Las directoras tienen la mesura de no transformar a One Child Nation en una obra demasiado explícita en sus opiniones o condenatoria hacia sus entrevistados. La cinta deja que de sus propios testimonios se desprendan los problemas de esa política, que de la franqueza de sus palabras -aun cuando ellos mismos no se den cuenta de las verdaderas implicancias de lo que ocurrió-, veamos que su postura es una consecuencia de lo que hizo el régimen chino contra su población. Muchos de esos efectos dependen de la construcción de un discurso determinado, de una versión de la realidad que es transmitida a través de canciones, afiches y hasta cajas de cereal, para convencer a la gente de que solo existe una postura correcta, y es la que entrega el gobierno.

Junto con las justificaciones utilitaristas de la política del hijo único, que habría permitido un mejor control de los recursos disponibles y evitó que China cayera en el caos, los entrevistados a veces explican la bondad de la medida por el solo hecho de ser la ley, es decir, la voluntad del Estado. Es un tipo de lógica que George Orwell había descrito en su novela 1984, hasta extremos absurdos, donde la fidelidad de los gobernados debía ser tal que el discurso oficial podía cambiar drásticamente y la población estaba condicionada a seguirla sin cuestionarla. Esto se ve en el documental cuando explican lo que ocurrió después de 2015, año en que la política del hijo único fue reemplazada por la de los dos hijos, debido al envejecimiento de la población, a través de un esfuerzo de propaganda tan enérgico como el de la anterior.

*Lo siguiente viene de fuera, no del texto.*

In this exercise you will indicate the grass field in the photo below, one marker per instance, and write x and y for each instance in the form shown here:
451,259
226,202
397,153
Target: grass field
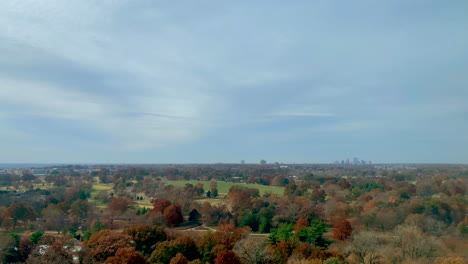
223,187
97,187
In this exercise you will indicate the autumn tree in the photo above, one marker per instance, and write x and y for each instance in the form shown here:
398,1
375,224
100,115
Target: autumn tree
227,257
194,216
252,251
173,215
300,224
213,188
127,255
145,236
366,245
342,229
413,243
165,251
18,211
105,244
228,235
179,259
58,252
160,204
314,234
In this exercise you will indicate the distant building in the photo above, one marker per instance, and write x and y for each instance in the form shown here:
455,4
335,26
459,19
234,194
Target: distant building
355,161
37,172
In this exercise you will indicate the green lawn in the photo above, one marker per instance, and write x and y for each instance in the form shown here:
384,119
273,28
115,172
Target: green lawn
223,187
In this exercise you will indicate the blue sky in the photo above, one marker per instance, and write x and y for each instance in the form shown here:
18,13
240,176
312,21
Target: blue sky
224,81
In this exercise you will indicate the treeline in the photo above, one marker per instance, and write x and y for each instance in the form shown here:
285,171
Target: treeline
323,216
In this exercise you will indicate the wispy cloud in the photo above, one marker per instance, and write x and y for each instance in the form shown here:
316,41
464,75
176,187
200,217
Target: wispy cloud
149,78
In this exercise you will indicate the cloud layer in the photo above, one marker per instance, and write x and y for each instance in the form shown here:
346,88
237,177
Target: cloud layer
126,81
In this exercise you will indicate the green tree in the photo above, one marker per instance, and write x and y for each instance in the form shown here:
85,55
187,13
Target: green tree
145,236
314,234
283,233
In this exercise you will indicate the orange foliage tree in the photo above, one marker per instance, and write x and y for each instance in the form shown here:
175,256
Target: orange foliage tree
342,229
126,255
227,257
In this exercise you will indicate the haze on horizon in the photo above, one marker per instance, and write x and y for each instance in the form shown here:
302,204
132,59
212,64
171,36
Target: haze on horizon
222,81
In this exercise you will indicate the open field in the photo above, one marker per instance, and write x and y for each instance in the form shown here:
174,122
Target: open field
223,187
97,187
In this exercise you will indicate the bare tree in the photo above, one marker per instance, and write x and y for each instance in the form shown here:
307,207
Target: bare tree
251,251
412,242
366,245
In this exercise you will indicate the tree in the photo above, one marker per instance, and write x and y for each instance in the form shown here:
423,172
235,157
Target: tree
342,229
9,253
18,211
173,215
194,216
366,245
250,251
283,233
160,204
300,224
198,189
145,236
314,234
227,257
228,235
165,251
56,253
105,244
179,259
126,255
214,188
36,236
413,243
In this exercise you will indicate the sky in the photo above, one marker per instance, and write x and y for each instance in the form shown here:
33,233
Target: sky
114,81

De manera adicional, la obra plantea algunos temas que están ligados indirectamente con las limitaciones a la reproducción en China, y que le dan una mayor profundidad al relato. Es lo que ocurre con el machismo presenta en aquella cultura, en base al cual existe una preferencia por los hijos sobre las hijas, algo que es reconocido por el propio abuelo de Wang, quien le dice que ella y su hermano no están en el mismo nivel. Para los chinos, cuando una mujer se casa pasa a formar parte de la familia de su marido, lo que permite crear ese tipo de diferencias, las que continúan perpetuándose hacia las siguientes generaciones. La preferencia por los varones es lo que explica, además, que la mayor parte de los bebés abandonados y adoptados en el país sean niñas, cuestión que también se dio dentro de la familia de la directora según lo relatado por uno de sus tíos.

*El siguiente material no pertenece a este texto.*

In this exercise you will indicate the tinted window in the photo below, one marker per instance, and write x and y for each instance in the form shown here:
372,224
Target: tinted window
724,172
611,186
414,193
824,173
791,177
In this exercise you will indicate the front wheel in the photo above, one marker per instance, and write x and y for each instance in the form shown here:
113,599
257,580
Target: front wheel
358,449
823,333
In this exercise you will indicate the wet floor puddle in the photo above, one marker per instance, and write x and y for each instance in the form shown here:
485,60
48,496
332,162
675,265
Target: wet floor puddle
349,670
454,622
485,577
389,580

Al examinar documentales como este, que retratan situaciones tan graves e importantes, a veces se corre el riesgo de que el peso de los temas explorados nos impida evaluar a la obra en sí. Es decir, que el objeto de la cinta nos nuble la imagen de la cinta misma, de cómo esta obra desarrolla dicho material. Lo que podría haberse convertido en una simple película de denuncia, adquiere un mayor interés cuando se enmarca esta política tan grande en la vida de personas determinadas, lo que nos permite ver sus consecuencias desde una perspectiva más cercana. A pesar de lo concisa que es con algunas de sus ideas, One Child Nation funciona gracias a que adapta su enfoque a una escala más reducida, más personal.

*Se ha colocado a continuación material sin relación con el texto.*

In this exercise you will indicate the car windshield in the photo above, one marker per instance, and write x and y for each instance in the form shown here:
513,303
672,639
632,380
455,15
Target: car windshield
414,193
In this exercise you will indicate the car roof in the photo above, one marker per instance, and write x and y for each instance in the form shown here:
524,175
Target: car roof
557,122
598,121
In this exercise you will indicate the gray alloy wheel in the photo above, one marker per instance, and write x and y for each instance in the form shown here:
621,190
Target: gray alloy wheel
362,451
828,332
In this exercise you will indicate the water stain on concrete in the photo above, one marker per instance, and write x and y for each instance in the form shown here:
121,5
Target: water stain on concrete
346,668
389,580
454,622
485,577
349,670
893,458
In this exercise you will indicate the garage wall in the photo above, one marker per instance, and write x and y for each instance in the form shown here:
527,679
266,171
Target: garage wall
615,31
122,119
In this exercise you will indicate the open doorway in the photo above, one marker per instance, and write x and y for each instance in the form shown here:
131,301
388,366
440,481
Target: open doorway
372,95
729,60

 Y pese a que varias de las situaciones tratan acerca de abortos, las directoras evitan reducir el planteamiento del tema a una cuestión simplista, que les permita transformar al documental en un panfleto “provida”, ya que como se explica durante los últimos minutos el problema dice relación con una reducción de la libertad de las mujeres, algo que permite vincular lo que sucede en China con las restricciones presentes en países como Estados Unidos. Aunque los objetivos de cada país son distintos, en ambos casos los métodos consisten en negar la autonomía sexual de las mujeres, para alcanzar dichos fines.